PPPL-3863 is available in pdf format (688 KB).

Strange Attractors in Drift Wave Turbulence

Author: Jerome L.V. Lewandowski

Date of PPPL Report: September 2003

Published in: the Canadian Journal of Physics 81: 1331-1341 (2003)

There are growing experimental, numerical and theoretical evidences that the anomalous transport observed in tokamaks and stellarators is caused by slow, drift-type modes (such as trapped electron modes and ion-temperature gradient-driven modes). Although typical collision frequencies in hot, magnetized fusion plasmas can be quite low in absolute values, collisional effects are nevertheless important since they act as dissipative sinks. As it is well known, dissipative systems with many (strictly speaking more than two) degrees of freedom are often chaotic and may evolve towards a so-called attractor.

This paper shows that strange attractors in collisional, electrostatic drift wave turbulence with kinetic electrons can exist and that their fractal dimension are actually quite small; this result suggests the presence of deterministic dynamics with few key variables but displaying chaotic behavior (because of the fractal dimensionality of the attractor).
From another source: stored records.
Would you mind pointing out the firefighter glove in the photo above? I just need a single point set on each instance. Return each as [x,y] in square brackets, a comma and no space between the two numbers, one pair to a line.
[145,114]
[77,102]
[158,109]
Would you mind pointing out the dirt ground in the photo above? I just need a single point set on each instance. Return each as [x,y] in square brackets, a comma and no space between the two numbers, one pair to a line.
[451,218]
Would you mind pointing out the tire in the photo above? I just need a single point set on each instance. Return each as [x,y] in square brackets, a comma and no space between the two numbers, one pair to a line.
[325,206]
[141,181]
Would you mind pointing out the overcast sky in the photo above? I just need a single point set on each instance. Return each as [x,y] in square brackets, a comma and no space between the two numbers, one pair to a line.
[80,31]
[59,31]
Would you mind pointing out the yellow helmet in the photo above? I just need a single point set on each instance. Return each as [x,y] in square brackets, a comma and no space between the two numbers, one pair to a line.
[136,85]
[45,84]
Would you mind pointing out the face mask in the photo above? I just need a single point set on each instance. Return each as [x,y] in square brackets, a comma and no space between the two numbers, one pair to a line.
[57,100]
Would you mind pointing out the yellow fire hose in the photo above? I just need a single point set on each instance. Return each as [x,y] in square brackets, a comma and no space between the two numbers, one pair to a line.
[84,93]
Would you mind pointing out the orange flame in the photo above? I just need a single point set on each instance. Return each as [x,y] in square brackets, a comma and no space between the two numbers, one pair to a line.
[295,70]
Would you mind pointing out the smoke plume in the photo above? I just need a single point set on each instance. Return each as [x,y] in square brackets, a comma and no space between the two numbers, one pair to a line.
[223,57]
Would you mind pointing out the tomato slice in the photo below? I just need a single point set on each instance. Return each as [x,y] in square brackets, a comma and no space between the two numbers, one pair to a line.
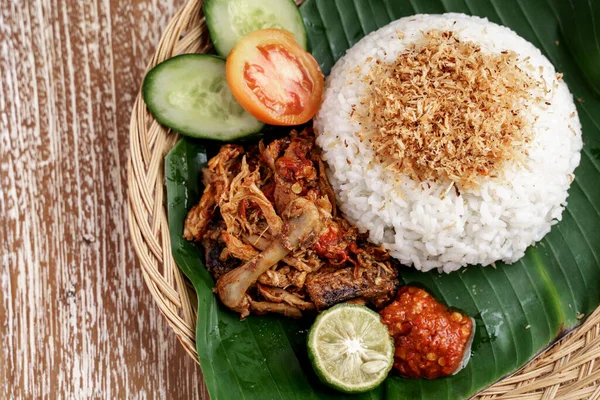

Another important conclusion is that our observation of a low-dimensional attractor for this specific model of drift wave turbulence has been achieved using an accurate scheme for kinetic electrons (splitting scheme). In the presence of kinetic electrons, standard schemes (e.g., df scheme) fail to resolve the underlying dynamics of the system, that is the fractal dimension cannot be measured.